I first reported on this new initiative late last year, and it's now time for an update.
I should note that I have been using Google's productivity tools outside my professional life for many years, and so there is not much of a learning curve. I think this will also be true of some of the more broad population at UMich, but will not be true universally. And I should also note that I had been using a second Gmail account for my professional life too for the past 2-3 years. The main driver for me was storage space. While I'm not a huge fan of Outlook and Exchange, the service operated by ICPSR's parent organization - the Institute for Social Research - was always solid.
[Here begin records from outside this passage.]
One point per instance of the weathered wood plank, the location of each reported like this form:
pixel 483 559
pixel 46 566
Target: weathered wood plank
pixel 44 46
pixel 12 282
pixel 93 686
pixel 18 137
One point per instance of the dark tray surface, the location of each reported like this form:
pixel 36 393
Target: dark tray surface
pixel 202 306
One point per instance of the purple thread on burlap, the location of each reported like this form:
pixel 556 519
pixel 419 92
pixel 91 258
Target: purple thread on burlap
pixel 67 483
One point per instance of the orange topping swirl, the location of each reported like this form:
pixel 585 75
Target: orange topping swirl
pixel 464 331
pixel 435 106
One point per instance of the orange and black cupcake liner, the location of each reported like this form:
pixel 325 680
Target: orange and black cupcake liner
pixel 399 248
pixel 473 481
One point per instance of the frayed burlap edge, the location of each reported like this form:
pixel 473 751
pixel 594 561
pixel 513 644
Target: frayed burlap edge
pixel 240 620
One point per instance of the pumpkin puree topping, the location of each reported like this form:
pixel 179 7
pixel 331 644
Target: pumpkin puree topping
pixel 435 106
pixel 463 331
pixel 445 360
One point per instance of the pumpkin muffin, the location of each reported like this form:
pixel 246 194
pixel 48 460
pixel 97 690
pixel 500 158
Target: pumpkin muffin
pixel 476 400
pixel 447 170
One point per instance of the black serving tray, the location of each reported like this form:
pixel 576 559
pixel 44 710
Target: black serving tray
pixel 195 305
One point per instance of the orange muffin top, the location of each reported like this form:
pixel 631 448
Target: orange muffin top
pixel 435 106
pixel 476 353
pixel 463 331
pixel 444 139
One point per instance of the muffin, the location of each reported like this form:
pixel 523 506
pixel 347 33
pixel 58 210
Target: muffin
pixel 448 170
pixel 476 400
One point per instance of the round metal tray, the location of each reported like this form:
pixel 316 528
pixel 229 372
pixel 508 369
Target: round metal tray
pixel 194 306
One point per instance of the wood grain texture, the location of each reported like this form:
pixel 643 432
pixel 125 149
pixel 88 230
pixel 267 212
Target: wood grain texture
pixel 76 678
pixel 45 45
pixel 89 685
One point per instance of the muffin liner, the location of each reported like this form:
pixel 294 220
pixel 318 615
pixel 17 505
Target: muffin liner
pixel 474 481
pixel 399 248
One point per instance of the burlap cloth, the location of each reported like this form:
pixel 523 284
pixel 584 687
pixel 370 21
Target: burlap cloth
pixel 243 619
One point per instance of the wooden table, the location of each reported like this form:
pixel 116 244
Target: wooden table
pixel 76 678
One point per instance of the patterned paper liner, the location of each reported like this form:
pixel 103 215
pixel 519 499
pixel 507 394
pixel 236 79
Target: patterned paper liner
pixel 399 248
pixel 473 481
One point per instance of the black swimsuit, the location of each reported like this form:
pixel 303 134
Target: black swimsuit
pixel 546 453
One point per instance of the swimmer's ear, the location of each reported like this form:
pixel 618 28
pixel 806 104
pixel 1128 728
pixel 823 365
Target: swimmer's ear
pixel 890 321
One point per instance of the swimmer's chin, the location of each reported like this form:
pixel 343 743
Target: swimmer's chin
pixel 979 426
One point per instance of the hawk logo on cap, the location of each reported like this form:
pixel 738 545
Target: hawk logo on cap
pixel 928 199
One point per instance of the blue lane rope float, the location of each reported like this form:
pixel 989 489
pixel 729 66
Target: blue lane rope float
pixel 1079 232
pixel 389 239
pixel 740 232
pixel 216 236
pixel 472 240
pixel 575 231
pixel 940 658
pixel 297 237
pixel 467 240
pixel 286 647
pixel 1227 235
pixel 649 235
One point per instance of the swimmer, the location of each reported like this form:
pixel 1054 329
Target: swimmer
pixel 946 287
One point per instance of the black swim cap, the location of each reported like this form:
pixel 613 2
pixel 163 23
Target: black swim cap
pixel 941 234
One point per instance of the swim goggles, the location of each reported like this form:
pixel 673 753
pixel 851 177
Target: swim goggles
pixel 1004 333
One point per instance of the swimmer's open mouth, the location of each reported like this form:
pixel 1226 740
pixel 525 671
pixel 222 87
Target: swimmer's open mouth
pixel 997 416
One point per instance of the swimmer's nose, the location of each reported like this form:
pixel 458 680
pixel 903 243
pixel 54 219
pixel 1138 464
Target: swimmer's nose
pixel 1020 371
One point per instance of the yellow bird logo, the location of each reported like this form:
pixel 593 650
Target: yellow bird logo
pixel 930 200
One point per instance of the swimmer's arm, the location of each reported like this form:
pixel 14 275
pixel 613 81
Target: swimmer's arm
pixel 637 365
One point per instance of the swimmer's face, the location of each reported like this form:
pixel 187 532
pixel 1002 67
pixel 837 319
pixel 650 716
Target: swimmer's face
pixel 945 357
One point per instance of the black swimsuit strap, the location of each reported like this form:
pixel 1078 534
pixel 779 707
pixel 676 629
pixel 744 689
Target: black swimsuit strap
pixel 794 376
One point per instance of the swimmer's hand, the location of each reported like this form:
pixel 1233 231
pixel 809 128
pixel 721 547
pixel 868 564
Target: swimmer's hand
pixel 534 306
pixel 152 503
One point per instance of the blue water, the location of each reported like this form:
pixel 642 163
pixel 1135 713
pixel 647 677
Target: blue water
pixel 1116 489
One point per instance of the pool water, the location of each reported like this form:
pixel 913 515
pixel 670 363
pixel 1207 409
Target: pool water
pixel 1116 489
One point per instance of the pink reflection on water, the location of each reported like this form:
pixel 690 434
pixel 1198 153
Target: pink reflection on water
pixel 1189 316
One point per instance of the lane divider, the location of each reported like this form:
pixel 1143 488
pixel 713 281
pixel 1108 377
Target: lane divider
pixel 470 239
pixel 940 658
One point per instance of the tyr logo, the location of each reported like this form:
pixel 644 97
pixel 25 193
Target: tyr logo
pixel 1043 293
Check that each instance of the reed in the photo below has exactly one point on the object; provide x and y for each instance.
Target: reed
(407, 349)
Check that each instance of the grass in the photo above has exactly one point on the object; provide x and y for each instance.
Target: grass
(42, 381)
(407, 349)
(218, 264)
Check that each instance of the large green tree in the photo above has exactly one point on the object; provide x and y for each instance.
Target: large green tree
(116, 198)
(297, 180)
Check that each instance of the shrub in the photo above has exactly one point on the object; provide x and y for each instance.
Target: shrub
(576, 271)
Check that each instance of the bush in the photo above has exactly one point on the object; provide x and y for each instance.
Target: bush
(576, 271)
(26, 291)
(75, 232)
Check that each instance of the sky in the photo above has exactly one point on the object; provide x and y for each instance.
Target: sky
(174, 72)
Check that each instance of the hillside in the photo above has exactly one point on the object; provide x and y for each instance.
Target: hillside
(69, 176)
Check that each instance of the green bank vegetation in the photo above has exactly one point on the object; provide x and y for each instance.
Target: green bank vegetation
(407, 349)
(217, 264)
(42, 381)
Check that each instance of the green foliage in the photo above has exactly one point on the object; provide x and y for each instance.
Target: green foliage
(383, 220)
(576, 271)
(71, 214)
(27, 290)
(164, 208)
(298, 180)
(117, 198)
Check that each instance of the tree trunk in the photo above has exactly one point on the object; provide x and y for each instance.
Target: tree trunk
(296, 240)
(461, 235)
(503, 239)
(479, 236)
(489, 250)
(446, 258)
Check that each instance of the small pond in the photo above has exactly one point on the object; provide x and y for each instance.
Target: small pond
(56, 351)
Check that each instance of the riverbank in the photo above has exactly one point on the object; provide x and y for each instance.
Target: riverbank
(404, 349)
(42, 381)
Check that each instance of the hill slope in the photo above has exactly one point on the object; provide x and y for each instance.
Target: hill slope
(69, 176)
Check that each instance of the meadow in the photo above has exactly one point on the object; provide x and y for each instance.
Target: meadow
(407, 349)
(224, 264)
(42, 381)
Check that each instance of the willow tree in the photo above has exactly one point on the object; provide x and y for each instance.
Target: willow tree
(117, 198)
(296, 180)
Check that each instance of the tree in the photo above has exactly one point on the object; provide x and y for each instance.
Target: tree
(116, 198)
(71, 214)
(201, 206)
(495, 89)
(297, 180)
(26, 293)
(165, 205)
However, the killer was that the allowable quota for mail was very low (400MB by default), and so I found it frustrating to always be shuffling email off into either the Trash Can or into PST mailboxes. It was especially rough when it came time to search for something.
And so the move from a consumer Gmail account that I use for work to a Google Apps Gmail account that I use for work has been a small change. The change from Exchange to Google Calendar for managing meetings has been a bigger change. On the plus side I'm finding it much easier to manage a single, coherent picture for meeting invitations; I had been trying to manage everything inside of Exchange before. However, I probably receive 100 meeting invitations for every one I generate myself, and so I haven't had to spend much time and effort ensuring that meetings I create on my Google Calendar are ending up on the ISR Exchange server intact. In fact, most of the headaches I experience with calendaring are related to cases where someone generates an invite within the ISR Exchange server, but does not include anything in the "body" of the invite. If I try to "read" the invite on a mobile device (e.g., Safari on an iPad), the meeting invite shows up as an empty message. And so I then track down a "real" computer to see what the meeting invite is all about.
My main take-away so far is that moving from Exchange to Google would best be done (1) quickly, and (2) all at once. My sense is that we early adopters will continue to face a few headaches like above until the rest of the organization moves to Google in 3-6 months.